Furthermore, it is planned to transpose the Council Directive (EU) 2022/2523 of 14 December 2022, concerning the definition of a global minimum level of taxation for multinational groups of companies and large-scale national groups in the EU .
Space then for the simplification and rationalization of the so-called regime. controlled foreign companies (CFC - Controlled Foreign Companies), reviewing the criteria for determining the taxable amount subject to taxation in Italy.

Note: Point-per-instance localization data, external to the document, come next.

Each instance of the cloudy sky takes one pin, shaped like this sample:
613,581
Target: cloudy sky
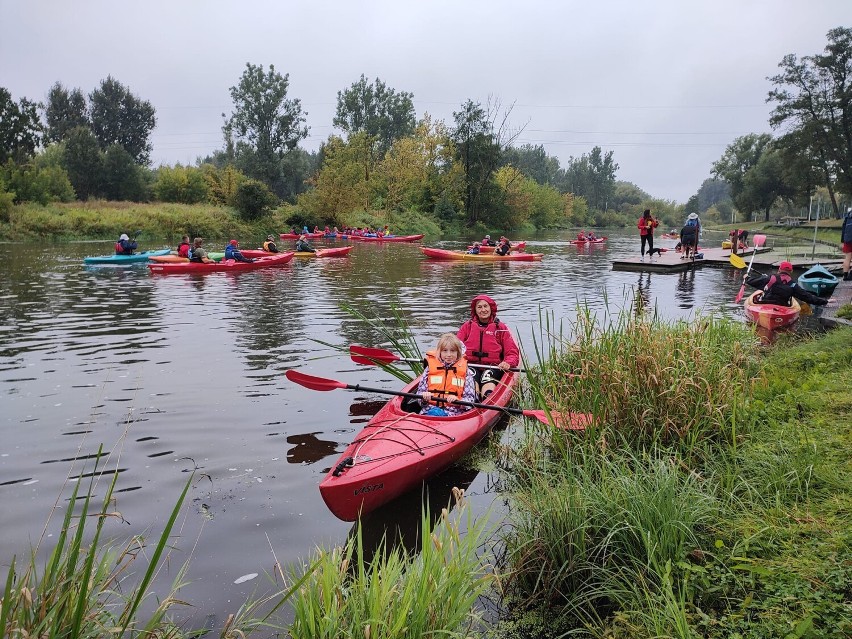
664,84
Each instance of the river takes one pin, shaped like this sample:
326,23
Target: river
172,373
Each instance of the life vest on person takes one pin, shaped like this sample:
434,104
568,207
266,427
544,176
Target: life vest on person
445,381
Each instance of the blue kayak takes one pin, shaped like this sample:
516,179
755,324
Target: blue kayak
818,280
125,259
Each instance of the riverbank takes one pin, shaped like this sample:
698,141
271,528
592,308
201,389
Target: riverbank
711,498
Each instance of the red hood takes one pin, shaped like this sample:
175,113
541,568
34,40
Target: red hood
491,303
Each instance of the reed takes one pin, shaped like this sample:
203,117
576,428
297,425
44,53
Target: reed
397,594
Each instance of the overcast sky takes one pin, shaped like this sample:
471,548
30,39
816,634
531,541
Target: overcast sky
666,85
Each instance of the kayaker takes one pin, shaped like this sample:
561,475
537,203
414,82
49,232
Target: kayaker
269,245
125,246
846,245
646,225
184,247
447,378
302,245
779,288
232,252
199,254
488,341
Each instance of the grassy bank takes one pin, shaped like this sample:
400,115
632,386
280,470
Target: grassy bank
712,498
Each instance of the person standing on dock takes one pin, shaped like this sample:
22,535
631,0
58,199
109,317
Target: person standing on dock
646,225
846,245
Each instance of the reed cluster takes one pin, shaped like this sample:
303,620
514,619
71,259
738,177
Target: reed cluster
397,594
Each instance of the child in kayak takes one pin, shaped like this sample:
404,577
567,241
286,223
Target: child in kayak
447,378
489,341
233,253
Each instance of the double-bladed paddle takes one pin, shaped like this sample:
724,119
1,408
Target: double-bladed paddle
571,421
367,355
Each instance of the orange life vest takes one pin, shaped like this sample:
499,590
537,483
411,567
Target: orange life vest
447,383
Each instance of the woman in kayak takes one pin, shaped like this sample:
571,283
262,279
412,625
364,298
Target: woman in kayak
199,254
184,247
269,245
447,378
488,341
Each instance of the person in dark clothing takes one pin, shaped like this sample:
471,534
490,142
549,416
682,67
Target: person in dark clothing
504,248
233,253
302,245
125,246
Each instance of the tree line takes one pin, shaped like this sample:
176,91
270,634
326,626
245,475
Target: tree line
385,161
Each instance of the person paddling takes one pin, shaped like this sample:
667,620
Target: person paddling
487,340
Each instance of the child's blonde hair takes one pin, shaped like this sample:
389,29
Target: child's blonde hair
449,340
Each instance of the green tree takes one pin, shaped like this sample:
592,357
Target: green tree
121,178
83,161
264,124
592,176
119,117
534,162
20,128
480,146
64,111
185,185
253,199
813,98
377,110
738,159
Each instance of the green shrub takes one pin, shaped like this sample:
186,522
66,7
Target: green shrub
253,199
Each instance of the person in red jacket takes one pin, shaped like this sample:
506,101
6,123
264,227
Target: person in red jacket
646,225
489,341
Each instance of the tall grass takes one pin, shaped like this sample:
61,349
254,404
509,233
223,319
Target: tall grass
397,595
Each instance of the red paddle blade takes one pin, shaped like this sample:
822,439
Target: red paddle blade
367,355
314,383
565,421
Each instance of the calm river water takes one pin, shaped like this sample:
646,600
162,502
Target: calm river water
175,372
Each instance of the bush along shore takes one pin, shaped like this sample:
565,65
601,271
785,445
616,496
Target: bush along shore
711,496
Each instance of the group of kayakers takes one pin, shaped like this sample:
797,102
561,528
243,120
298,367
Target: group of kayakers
482,340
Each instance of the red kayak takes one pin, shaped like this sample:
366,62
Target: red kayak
398,450
441,254
771,316
387,238
296,236
279,259
520,246
341,251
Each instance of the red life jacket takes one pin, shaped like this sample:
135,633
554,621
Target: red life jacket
446,382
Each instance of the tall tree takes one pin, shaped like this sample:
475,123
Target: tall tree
264,124
813,99
83,161
20,128
119,117
481,136
738,159
64,111
377,110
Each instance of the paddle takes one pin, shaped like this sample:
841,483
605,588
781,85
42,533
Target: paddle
572,421
367,355
738,262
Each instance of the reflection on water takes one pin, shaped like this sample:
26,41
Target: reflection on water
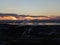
35,23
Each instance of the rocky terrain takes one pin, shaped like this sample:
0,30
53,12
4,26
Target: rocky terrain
17,35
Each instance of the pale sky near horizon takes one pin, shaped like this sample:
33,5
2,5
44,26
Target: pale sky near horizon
31,7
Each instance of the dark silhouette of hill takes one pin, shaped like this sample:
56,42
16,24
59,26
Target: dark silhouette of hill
17,35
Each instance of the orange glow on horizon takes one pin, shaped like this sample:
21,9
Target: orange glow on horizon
8,18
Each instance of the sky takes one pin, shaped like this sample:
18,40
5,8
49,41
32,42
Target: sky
31,7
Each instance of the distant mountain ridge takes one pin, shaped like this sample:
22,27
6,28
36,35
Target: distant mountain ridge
22,17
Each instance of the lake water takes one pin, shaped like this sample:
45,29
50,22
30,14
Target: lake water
35,23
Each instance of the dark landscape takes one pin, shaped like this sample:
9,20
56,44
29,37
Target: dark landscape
17,35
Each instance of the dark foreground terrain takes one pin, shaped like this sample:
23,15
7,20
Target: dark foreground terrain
18,35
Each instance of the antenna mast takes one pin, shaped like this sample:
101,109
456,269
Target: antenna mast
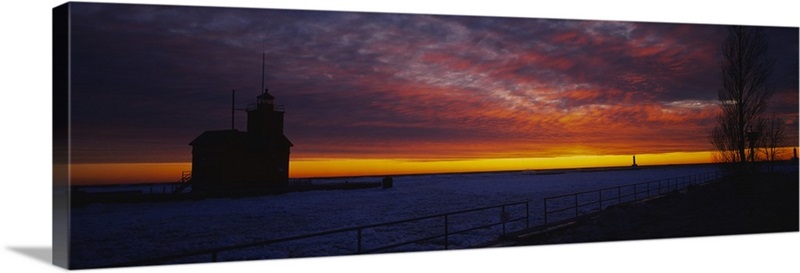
233,106
263,60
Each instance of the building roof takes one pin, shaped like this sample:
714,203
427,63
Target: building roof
218,137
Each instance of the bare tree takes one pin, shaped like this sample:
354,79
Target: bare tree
744,94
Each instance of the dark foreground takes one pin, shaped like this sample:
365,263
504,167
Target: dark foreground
758,204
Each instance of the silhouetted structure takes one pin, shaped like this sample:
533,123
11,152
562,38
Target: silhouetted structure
231,161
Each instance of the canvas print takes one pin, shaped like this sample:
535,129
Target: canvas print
187,134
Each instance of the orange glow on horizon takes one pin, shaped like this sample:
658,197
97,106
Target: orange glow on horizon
128,173
366,167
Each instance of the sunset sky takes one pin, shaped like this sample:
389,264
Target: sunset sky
371,93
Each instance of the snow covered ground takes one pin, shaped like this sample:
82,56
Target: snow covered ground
109,233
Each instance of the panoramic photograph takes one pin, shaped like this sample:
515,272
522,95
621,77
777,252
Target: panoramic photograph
205,134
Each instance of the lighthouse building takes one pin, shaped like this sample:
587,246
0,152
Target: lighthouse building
232,161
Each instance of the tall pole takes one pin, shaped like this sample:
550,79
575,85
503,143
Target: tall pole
233,105
263,60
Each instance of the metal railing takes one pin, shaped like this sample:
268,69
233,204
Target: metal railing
504,218
591,201
575,203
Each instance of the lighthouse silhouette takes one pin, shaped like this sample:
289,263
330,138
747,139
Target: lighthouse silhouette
236,162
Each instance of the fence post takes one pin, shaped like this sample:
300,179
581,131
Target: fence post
576,205
527,215
358,250
446,234
545,211
503,219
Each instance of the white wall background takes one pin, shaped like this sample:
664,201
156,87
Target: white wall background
25,154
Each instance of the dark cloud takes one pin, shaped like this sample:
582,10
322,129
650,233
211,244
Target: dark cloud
148,79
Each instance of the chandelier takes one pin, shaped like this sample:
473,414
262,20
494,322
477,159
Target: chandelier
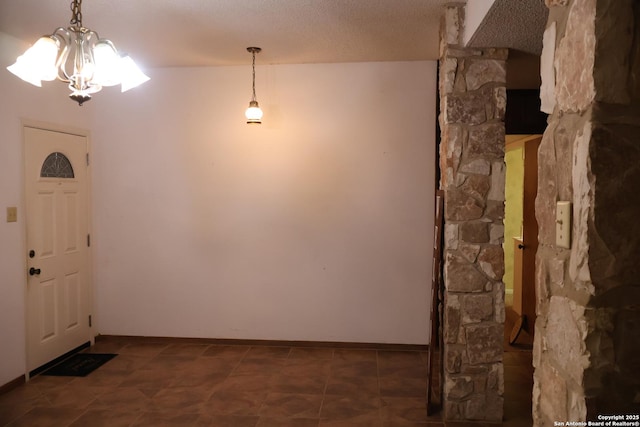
78,56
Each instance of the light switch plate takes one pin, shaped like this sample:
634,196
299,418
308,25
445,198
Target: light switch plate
12,214
563,224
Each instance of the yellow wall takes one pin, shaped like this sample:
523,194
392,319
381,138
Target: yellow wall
513,207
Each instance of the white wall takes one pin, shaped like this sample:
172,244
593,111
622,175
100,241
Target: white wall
475,11
19,100
315,225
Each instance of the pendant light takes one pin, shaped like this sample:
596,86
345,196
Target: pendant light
254,113
78,56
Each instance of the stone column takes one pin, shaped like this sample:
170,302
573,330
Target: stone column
473,101
587,342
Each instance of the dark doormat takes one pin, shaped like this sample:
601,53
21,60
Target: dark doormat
79,365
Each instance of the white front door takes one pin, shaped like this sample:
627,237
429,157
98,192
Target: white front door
57,229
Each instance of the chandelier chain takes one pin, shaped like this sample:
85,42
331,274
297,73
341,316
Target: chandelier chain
76,18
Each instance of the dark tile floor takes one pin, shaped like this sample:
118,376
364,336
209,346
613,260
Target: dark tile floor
195,384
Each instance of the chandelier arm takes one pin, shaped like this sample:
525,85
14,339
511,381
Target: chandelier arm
63,38
76,13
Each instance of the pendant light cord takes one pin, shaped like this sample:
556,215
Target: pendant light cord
253,66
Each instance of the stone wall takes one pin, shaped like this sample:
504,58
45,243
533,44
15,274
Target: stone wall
472,100
587,343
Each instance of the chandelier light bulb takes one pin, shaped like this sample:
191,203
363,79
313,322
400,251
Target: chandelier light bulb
78,56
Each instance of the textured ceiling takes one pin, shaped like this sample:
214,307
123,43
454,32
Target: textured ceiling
181,33
167,33
516,24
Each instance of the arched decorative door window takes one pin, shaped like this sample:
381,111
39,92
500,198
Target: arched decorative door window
56,165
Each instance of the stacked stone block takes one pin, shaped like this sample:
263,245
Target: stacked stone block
587,343
473,101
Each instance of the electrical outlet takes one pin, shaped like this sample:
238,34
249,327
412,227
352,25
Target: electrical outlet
12,214
563,225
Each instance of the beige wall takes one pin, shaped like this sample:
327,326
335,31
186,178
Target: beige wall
316,225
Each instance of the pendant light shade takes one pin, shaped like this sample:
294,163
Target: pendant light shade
78,56
253,113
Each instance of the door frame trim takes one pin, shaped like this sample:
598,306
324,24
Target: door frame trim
54,127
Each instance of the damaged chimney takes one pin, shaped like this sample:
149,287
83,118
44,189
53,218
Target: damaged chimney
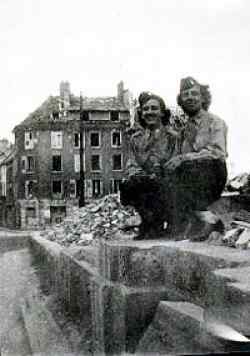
120,91
65,94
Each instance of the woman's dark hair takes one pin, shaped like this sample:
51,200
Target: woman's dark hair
206,97
143,98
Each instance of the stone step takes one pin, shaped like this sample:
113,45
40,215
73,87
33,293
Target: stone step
45,336
178,328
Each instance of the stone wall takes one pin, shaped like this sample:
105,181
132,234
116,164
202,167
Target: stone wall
116,296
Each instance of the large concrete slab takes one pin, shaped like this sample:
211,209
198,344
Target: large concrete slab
177,329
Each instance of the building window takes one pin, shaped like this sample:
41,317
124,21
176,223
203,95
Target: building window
56,139
57,163
29,140
57,187
114,115
29,188
30,163
96,187
95,139
77,140
85,115
23,163
117,162
116,138
72,188
115,185
95,162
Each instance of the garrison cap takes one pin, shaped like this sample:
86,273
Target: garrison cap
187,83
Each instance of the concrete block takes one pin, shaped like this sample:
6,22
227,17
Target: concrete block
177,328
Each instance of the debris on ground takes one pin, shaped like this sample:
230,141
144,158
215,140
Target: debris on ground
240,183
104,218
108,219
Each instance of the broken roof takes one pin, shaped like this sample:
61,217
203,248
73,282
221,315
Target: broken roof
54,105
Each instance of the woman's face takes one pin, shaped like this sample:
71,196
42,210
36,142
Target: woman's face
152,113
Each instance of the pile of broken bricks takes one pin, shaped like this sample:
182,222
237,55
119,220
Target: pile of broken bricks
106,218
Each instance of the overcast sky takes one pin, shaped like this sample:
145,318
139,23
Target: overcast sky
150,44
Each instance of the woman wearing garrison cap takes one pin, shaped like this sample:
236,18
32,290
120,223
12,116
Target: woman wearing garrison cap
196,176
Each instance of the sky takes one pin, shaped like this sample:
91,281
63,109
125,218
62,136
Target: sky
149,44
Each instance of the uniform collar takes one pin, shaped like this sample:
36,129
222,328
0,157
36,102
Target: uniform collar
198,117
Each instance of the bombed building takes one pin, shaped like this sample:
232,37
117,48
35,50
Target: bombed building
48,153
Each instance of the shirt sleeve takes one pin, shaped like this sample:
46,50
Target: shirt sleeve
217,143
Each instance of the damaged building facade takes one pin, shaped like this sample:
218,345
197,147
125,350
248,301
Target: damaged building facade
47,146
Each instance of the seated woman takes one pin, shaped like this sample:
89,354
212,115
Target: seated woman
196,176
152,146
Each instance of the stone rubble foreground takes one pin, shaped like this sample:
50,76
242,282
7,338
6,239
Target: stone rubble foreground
104,218
108,219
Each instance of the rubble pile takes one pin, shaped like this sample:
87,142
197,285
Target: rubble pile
240,183
104,218
239,234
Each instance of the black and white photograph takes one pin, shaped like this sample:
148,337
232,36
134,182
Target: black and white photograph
124,177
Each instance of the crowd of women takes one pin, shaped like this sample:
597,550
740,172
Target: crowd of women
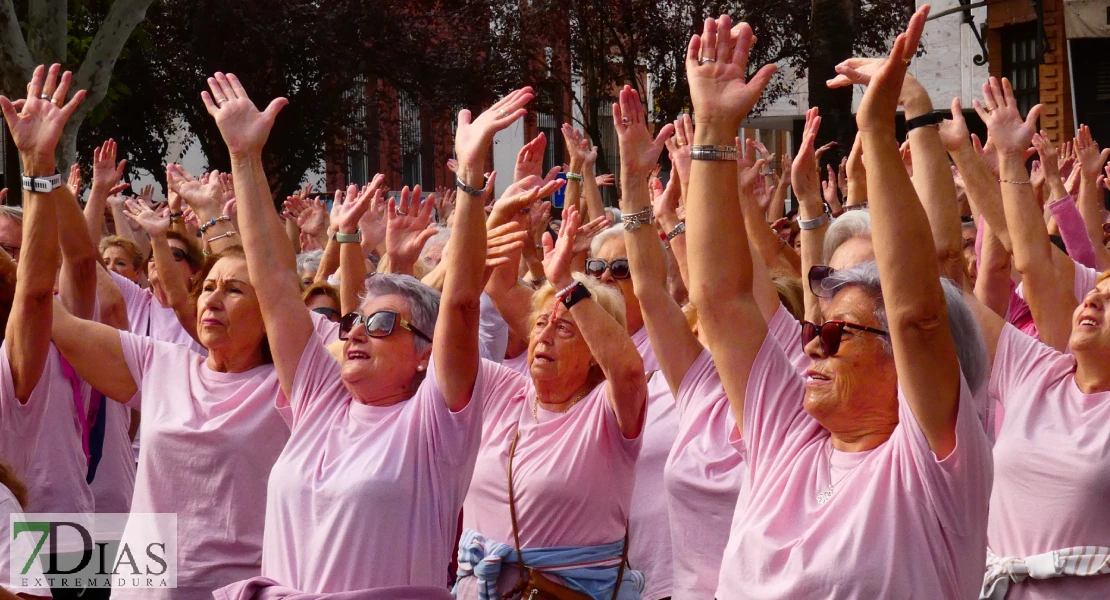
901,393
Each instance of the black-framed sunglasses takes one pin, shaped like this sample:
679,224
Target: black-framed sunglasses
831,332
817,276
618,267
380,324
330,314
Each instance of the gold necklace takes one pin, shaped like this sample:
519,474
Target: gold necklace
535,405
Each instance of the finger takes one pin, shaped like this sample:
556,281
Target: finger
34,88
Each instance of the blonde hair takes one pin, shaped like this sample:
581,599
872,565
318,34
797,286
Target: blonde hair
608,298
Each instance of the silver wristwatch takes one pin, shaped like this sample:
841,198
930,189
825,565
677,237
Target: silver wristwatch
42,185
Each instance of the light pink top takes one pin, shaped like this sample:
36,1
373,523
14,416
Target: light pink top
901,524
1052,464
8,507
703,479
369,496
41,438
209,441
573,471
649,522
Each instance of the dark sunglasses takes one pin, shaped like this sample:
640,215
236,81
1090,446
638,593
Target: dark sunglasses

Incentives for investments or capital transfers in Italy
Letter d) of the art. 3 delegates the Government to promote the introduction of measures aimed at bringing the income tax system into line with greater international competitiveness, in compliance with the criteria established by the EU legislation and by the recommendations prepared by the OECD. In compliance with the European rules on state aid and the principles of harmless tax competition, these measures may also include the granting of incentives for investment or the transfer of capital in Italy for the promotion of economic activities on Italian territory. In relation to these incentives, the enabling law provides that appropriate measures must be established and envisaged to prevent any form of abuse.
In fact, in this regard, in the periodic report presented by the Secretary General to the OECD to the G20 and to the governors of the central banks, meeting in India last February, the main interventions on tax matters were summarized and the results achieved were summarized .
Previously, i.e. on 8 October 2021, an important agreement was reached at the OECD/G20, signed by more than 100 jurisdictions, on a two-pillar solution and aimed at addressing the tax challenges deriving from the digitalization of the economy. The first pillar aims to guarantee a more equitable distribution of profits and taxation rights among the countries in which large multinational companies operate, including large digital companies and by distributing the taxation right among the countries in which they carry out commercial activities and carry out profits. While the second pillar seeks to combat tax dumping, i.e. the shifting of profits where tax rates are lower or non-existent, through the introduction of a global minimum tax of 15% on multinational companies, including those operating in the digital economy, with revenues exceeding 750 million euros per year.
Definition of a global minimum level of taxation for multinationals
Then moving on to the letter e) of art. 3, the transposition of Council Directive (EU) 2022/2523 of 14 December 2022 is envisaged, concerning the definition of a minimum level of taxation for multinational groups of companies and large-scale national groups in the EU, also following the common approach shared internationally based on the OECD Technical Guide on Global Minimum Taxation.
Furthermore, the introduction of a national minimum tax due in relation to all companies, located in Italy, belonging to a multinational or national group and subject to low taxation (number 1) and a sanctioning regime, compliant with the current one, is envisaged in the field of income tax, for the violation of the obligations concerning the minimum taxation of multinational and national groups of companies and an effective and dissuasive sanction regime for the violation of the related information obligations (number 2).
Review of the criteria for determining the taxable income of the CFC
Then as for the following lett. f) of the art. 3, it envisages simplifying and rationalizing the regime of controlled foreign companies, reviewing the criteria for determining the taxable amount subject to taxation in Italy and coordinating this regulation with that implementing lett. And).